Search code examples
cnumerical-methodsfixed-point

Algorithm for fixed-point multiplication


I'm trying to rescale a timestamp (fractional part of seconds only) from nanoseconds (units of 10^-9 seconds) to the lower half of an NTP timestamp (units of 2^-32 seconds). Effectively this means multiplying by 4.2949673. But I need to do it without floating-point math, and without using integers larger than 32 bits (in fact, I'm actually writing this for an 8-bit microcontroller, so even 32-bit math is expensive, especially divisions).

I've come up with a few algorithms that work reasonably well, but I don't have any real grounding in numerical methods so I'd appreciate any suggestions as to how to improve them, or any other algorithms that would be more accurate and/or faster.

Algorithm 1

uint32_t intts = (ns >> 16) * 281474 + (ns << 16) / 15259 + ns / 67078;

The first two constants were chosen to slightly undershoot, rather than overshoot, the correct figure, and the final factor of 67078 was determined empirically to correct for this. Produces results within +/- 4 NTP units of the correct value, which is +/- 1 ns -- acceptable, but the residual changes with ns. I guess I could add another term.

Algorithm 2

uint32_t ns2 = (2 * ns) + 1;
uint32_t intts = (ns2 << 1)
  + (ns2 >> 3) + (ns2 >> 6) + (ns2 >> 8) + (ns2 >> 9) + (ns2 >> 10)
  + (ns2 >> 16) + (ns2 >> 18) + (ns2 >> 19) + (ns2 >> 20) + (ns2 >> 21)
  + (ns2 >> 22) + (ns2 >> 24) + (ns2 >> 30) + 3;

Based on the binary expansion of 4.2949673 (actually based on the binary expansion of 2.14748365, since I start by doubling and adding one to accomplish rounding). Possibly faster than algorithm 1 (I haven't gotten out the benchmarks yet). The +3 was determined empirically to cancel out undershoot from truncating all those low-order bits, but it doesn't do the best possible job.


Solution

  • uint32_t convert(uint32_t x) {
        const uint32_t chi = 0x4b82;
        const uint32_t clo = 0xfa09;
        const uint32_t round = 0x9525;
        const uint32_t xhi = x >> 16;
        const uint32_t xlo = x & 0xffff;
        uint32_t lowTerm = xlo*clo;
        uint32_t crossTerms = xhi*clo + xlo*chi;
        uint32_t rounded = crossTerms + (lowTerm >> 16) + round >> 16;
        uint32_t highTerm = xhi*chi;
        return (x << 2) + highTerm + rounded;
    }
    

    Basic fixed-point multiplication, simulating a 32x32 -> 64 product using four 16x16 -> 32 products. The constant round was chosen to minimize the error using a simple binary search. This expression is good to +/-0.6 NTP over the entire valid range.
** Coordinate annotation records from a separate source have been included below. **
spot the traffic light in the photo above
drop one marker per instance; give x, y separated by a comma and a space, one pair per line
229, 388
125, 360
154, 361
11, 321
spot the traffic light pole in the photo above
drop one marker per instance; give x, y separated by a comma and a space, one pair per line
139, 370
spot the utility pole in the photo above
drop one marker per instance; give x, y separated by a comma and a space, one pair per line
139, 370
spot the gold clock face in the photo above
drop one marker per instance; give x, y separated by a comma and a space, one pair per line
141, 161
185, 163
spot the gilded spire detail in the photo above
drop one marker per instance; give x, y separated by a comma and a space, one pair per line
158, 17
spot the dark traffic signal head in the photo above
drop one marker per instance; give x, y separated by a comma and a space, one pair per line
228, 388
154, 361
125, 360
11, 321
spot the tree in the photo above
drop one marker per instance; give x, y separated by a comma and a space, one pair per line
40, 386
    The leading 4 in the scale factor is handled in the shift. Compilers typically can generate pretty decent code for this type of thing, but it can often be streamlined with hand-written assembly if you need to.

    If you don't need so much accuracy, you can get rid of the lowTerm and round and get an answer that's good to +/-1.15 NTP:

    uint32_t convert(uint32_t x) {
        const uint32_t chi = 0x4b82;
        const uint32_t clo = 0xfa09;
        const uint32_t xhi = x >> 16;
        const uint32_t xlo = x & 0xffff;
        uint32_t crossTerms = xhi*clo + xlo*chi;
        uint32_t highTerm = xhi*chi;
        return (x << 2) + highTerm + (crossTerms >> 16) + 1;
    }